Show HN: Route your prompts to the best LLM

Concept & Architecture

  • Service routes each prompt to one of many LLMs based on predicted quality, latency, and cost.
  • Uses a separate neural network “router” (~20ms inference) plus ~150ms extra when using their public endpoints; on‑prem deployment avoids most added latency.
  • Router is trained supervised on open LLM datasets, using GPT‑4 (or similar) as a judge to generate scores; it learns a score function over prompts plus per‑model latent vectors.

Use Cases & Benefits

  • Seen as most useful at scale, where inference cost and speed matter (sales call agents, copilots, autocomplete, real‑time UX).
  • Some users report quality gains by combining strengths of multiple models.
  • Platform also offers benchmarking: run your prompts against many models/providers to compare cost, speed, and judged quality; can be used even without routing.
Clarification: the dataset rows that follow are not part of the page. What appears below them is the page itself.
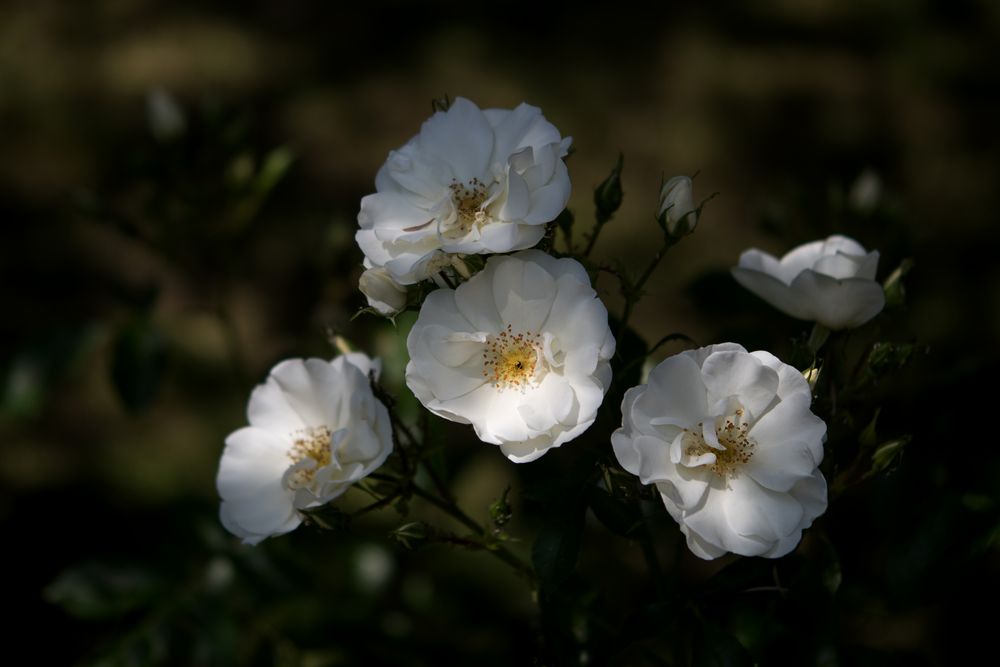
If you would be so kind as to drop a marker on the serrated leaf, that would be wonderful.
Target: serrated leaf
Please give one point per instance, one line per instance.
(96, 591)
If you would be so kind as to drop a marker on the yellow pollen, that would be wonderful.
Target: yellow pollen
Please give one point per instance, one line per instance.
(511, 359)
(738, 447)
(310, 443)
(468, 199)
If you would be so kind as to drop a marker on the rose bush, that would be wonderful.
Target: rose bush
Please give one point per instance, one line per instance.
(521, 351)
(729, 440)
(315, 429)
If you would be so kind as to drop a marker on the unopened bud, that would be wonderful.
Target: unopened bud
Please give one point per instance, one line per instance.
(678, 215)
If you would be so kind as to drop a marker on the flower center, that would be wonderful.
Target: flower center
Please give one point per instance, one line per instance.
(511, 359)
(731, 433)
(309, 445)
(468, 199)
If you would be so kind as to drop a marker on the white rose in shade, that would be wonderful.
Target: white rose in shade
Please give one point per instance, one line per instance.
(472, 182)
(521, 351)
(831, 282)
(315, 429)
(677, 208)
(383, 293)
(728, 439)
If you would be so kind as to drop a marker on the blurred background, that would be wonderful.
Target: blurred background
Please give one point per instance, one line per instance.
(179, 185)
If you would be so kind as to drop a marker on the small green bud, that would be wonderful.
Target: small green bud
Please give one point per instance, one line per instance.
(608, 195)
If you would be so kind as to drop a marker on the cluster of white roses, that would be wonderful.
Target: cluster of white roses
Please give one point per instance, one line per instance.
(522, 350)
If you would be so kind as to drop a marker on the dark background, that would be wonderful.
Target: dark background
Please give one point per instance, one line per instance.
(148, 281)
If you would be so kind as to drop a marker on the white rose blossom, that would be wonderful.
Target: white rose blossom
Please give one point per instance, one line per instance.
(729, 441)
(315, 429)
(830, 281)
(472, 182)
(521, 351)
(383, 293)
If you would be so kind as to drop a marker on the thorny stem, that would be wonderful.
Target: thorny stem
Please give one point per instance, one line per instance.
(498, 550)
(449, 507)
(649, 553)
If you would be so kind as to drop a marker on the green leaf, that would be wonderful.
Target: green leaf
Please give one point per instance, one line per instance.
(96, 591)
(617, 515)
(713, 647)
(557, 547)
(138, 363)
(895, 292)
(888, 455)
(886, 358)
(500, 509)
(273, 169)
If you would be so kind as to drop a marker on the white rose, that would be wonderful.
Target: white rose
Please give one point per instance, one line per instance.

Customization & Integrations

  • Supports training custom routers on app‑specific data to better match a given task.
  • Integrations mentioned: LlamaIndex RAG, LangChain‑style routing concepts, planned support for more models (e.g., Gemini variants, Gemini Flash) and on‑prem/local deployment.
  • Future API planned to expose raw router scores so clients can keep routing logic and model‑specific prompts on their side.

Data Usage & Privacy

  • By default, user data is used (anonymized) to improve the base router.
  • Opt‑out is supported; creator claims no downside other than losing that feedback signal.

Business Model & Sustainability

  • Currently passes through provider rates, takes no margin, and offers free credits to new signups.
  • Future revenue ideas: take a small margin on “optimized” router configs that still reduce user costs vs. a single model; possibly negotiate provider discounts.
  • Some commenters prefer explicit, stable pricing (e.g., fixed fee or small commission) to avoid future surprises.

Comparisons & Alternatives

  • Compared to openrouter‑style abstraction, other AI gateways, and MoE/“composition of experts” architectures.
  • Key difference vs. MoE: operates at a higher level, routing between entire black‑box models, not internal layers or tokens.

Skepticism & Limitations

  • Several practitioners argue models are not interchangeable; prompts are heavily tuned per model and even minor changes or quantization shifts affect behavior.
  • Concern that dynamic routing undermines consistency, especially for complex or high‑stakes content generation and agentic systems.
  • Others see routing as overkill for many apps, with benchmarking and single‑endpoint access being the more broadly valuable features.